WGC has co-authored a White paper titled Digital Gold: The Case for a Shared Infrastructure with Boston Consulting Group (BCG) which explores “Gold as a Service” – a new platform to support the issuance and operation of scalable, interoperable digital gold products.
Gold as a Service would act as an open platform, connecting the physical custody of gold with the digital systems used to issue and manage gold-backed products. By standardising essential market processes such as custody coordination, reconciliation, compliance and redemption, the model aims to reduce operational complexity, improve access and enable greater consistency across digital gold products.
Addressing the Structural Barriers to Digital Gold
The White paper acknowledges that gold has already undergone meaningful digitalisation, with trading, clearing and recordkeeping now largely electronic and a growing range of digital gold products such as tokens, now available.

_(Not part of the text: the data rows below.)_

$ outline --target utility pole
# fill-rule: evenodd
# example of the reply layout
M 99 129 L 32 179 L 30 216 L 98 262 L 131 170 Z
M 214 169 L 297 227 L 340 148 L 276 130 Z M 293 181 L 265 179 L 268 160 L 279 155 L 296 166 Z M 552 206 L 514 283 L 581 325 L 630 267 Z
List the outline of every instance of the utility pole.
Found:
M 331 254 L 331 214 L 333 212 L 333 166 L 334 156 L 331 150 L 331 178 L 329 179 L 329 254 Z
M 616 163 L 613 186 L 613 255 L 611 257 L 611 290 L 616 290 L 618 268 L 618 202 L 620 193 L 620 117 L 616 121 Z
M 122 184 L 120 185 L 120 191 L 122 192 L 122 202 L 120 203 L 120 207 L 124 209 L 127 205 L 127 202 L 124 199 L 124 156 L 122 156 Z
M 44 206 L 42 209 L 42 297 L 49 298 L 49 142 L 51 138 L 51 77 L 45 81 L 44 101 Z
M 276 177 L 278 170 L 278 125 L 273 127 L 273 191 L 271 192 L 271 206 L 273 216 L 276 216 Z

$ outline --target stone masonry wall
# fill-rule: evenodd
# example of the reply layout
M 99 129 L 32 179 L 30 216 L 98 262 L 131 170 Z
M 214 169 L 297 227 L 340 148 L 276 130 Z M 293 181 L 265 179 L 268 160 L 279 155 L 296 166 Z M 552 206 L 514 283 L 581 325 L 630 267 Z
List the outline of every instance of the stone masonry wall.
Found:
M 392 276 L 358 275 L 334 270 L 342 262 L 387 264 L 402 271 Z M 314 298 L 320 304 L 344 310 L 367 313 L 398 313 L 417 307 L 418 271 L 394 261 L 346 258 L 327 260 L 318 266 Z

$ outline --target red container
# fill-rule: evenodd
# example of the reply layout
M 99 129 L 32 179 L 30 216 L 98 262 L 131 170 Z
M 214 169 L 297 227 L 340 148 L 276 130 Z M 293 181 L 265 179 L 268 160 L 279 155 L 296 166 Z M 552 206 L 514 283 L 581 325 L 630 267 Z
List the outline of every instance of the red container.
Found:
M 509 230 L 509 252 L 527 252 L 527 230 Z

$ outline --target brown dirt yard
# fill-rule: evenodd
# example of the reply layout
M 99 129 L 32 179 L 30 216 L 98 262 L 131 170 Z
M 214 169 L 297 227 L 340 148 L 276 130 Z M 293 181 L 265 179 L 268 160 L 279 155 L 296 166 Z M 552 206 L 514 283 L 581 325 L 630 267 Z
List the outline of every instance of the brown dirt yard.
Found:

Yet despite these innovations, digital gold remains limited in scale largely due to structural constraints. Launching and operating digital gold products remains complex, with limited standardisation and reduced fungibility restricting its ability to integrate with modern financial systems.
Gold as a Service is proposed as a response to these challenges. Recognising the physical nature of gold, it is designed to modernise how gold integrates with an increasingly digital financial ecosystem, while preserving the asset’s foundational attributes that have underpinned its role and relevance for millennia.

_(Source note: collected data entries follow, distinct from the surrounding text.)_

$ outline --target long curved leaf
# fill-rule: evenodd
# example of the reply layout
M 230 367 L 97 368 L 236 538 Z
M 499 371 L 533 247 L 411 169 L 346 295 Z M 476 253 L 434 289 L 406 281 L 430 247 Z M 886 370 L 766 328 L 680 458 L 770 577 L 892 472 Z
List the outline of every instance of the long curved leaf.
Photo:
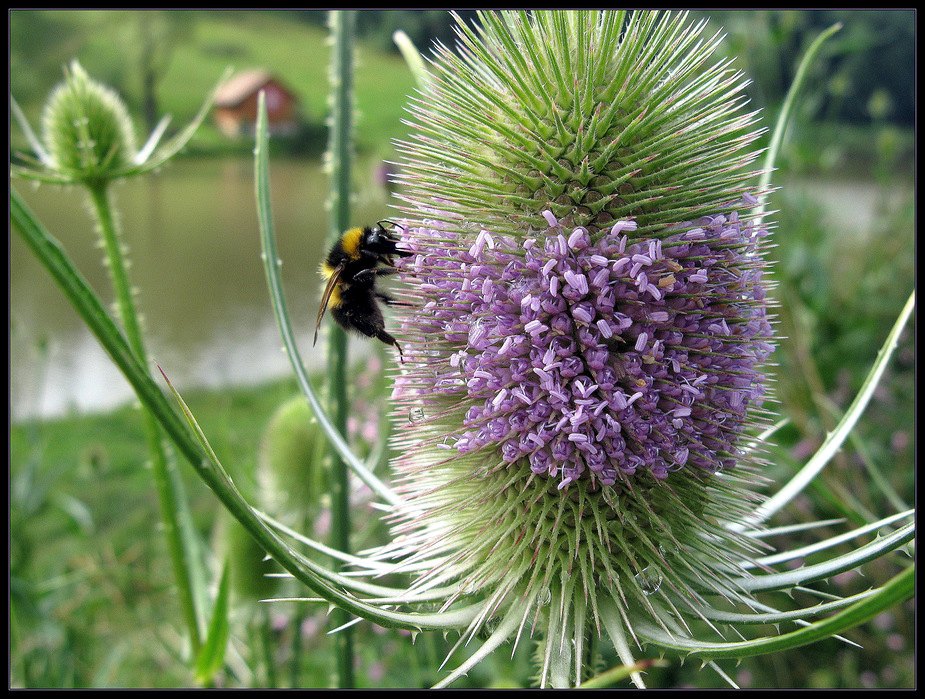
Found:
M 909 599 L 915 594 L 915 566 L 909 566 L 873 594 L 828 619 L 823 619 L 790 633 L 737 643 L 705 643 L 700 640 L 669 636 L 652 624 L 639 624 L 636 631 L 659 645 L 689 652 L 692 655 L 720 660 L 747 658 L 765 653 L 799 648 L 834 636 L 863 624 L 881 612 Z
M 257 109 L 257 146 L 254 149 L 255 157 L 255 177 L 254 188 L 257 196 L 257 219 L 260 224 L 260 243 L 263 250 L 263 264 L 267 275 L 267 283 L 270 287 L 270 300 L 273 304 L 273 312 L 276 314 L 276 322 L 279 326 L 280 335 L 283 338 L 283 344 L 286 347 L 286 353 L 292 364 L 296 379 L 302 392 L 311 404 L 318 423 L 324 430 L 328 439 L 331 441 L 337 453 L 344 459 L 354 473 L 370 489 L 384 498 L 389 504 L 397 505 L 401 502 L 394 491 L 386 486 L 376 475 L 366 468 L 365 464 L 360 461 L 350 445 L 347 444 L 343 436 L 337 431 L 327 411 L 321 404 L 315 389 L 312 387 L 308 374 L 305 371 L 305 365 L 302 362 L 302 356 L 299 352 L 299 346 L 295 340 L 295 333 L 289 322 L 289 313 L 286 310 L 286 296 L 283 293 L 282 280 L 279 275 L 279 255 L 276 252 L 276 237 L 273 232 L 273 214 L 270 207 L 270 165 L 269 165 L 269 142 L 267 139 L 267 110 L 263 93 L 260 94 L 259 106 Z
M 777 493 L 762 503 L 747 521 L 731 526 L 730 528 L 737 530 L 744 529 L 770 518 L 775 512 L 790 502 L 797 493 L 801 492 L 825 467 L 832 456 L 835 455 L 835 452 L 837 452 L 845 442 L 851 430 L 854 428 L 854 425 L 860 419 L 867 404 L 870 403 L 874 394 L 874 389 L 880 382 L 883 372 L 886 371 L 887 362 L 889 362 L 890 357 L 893 356 L 893 352 L 896 350 L 896 345 L 899 342 L 899 334 L 902 332 L 903 327 L 905 327 L 906 321 L 909 320 L 913 308 L 915 308 L 915 290 L 909 295 L 906 305 L 893 324 L 893 329 L 880 348 L 877 361 L 875 361 L 873 367 L 871 367 L 867 378 L 864 380 L 864 385 L 861 386 L 861 390 L 858 391 L 857 396 L 855 396 L 854 401 L 851 403 L 851 407 L 845 412 L 838 426 L 828 434 L 822 446 L 819 447 L 800 472 L 788 481 Z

Key Features of the Platform Would Include:
- Seamless Product Issuance and Management: Standardised infrastructure and operating models would simplify the creation, issuance and ongoing management of digital gold products, reducing operational complexity.
- Ease of Trade: By standardising processes, Gold as a Service aims to increase digital gold’s fungibility, allowing it to function as a single asset with consistent value and legal rights across the ecosystem.
- Embedded Trust and Assurance: Continuous reconciliation, audit and assurance would be built into shared infrastructure, strengthening confidence in digital gold by supporting consistent proof of physical backing and clearly defined ownership and redemption frameworks.
- Interoperability by Design: Shared infrastructure would enable digital gold products to integrate more easily with existing financial market infrastructure and emerging digital rails, improving mobility across platforms, venues and use cases.
- Broader Utility: As fungibility and liquidity improve, digital gold could extend beyond its traditional role as a diversifier and store of value. Gold can become deployable capital, enabling new use cases like pledging gold as collateral for borrowing.

David Tait, Chief Executive Officer, World Gold Council commented:
“Financial services are undergoing a rapid and pervasive digital transformation and gold must also evolve to maintain its role in the global financial system. Gold as a Service is the latest step in the World Gold Council’s digital gold innovation programme, designed to strengthen trust, transparency and market efficiency. Shared infrastructure can help gold become more accessible, more easily traded and fully integrated into modern financial systems — ensuring it remains as relevant tomorrow as it has been for millennia.”
Matthias Tauber, Managing Director and Senior Partner, BCG added:
“The question is no longer whether gold will be digital, it’s how it can participate in modern financial systems without compromising physical integrity. Together with the World Gold Council, we explored what it takes to build trusted rails for digital gold, at market scale.”

The World Gold Council is calling for innovators and market participants from inside and outside the gold industry to convene, challenge and contribute to the development of this shared infrastructure that the WGC will build.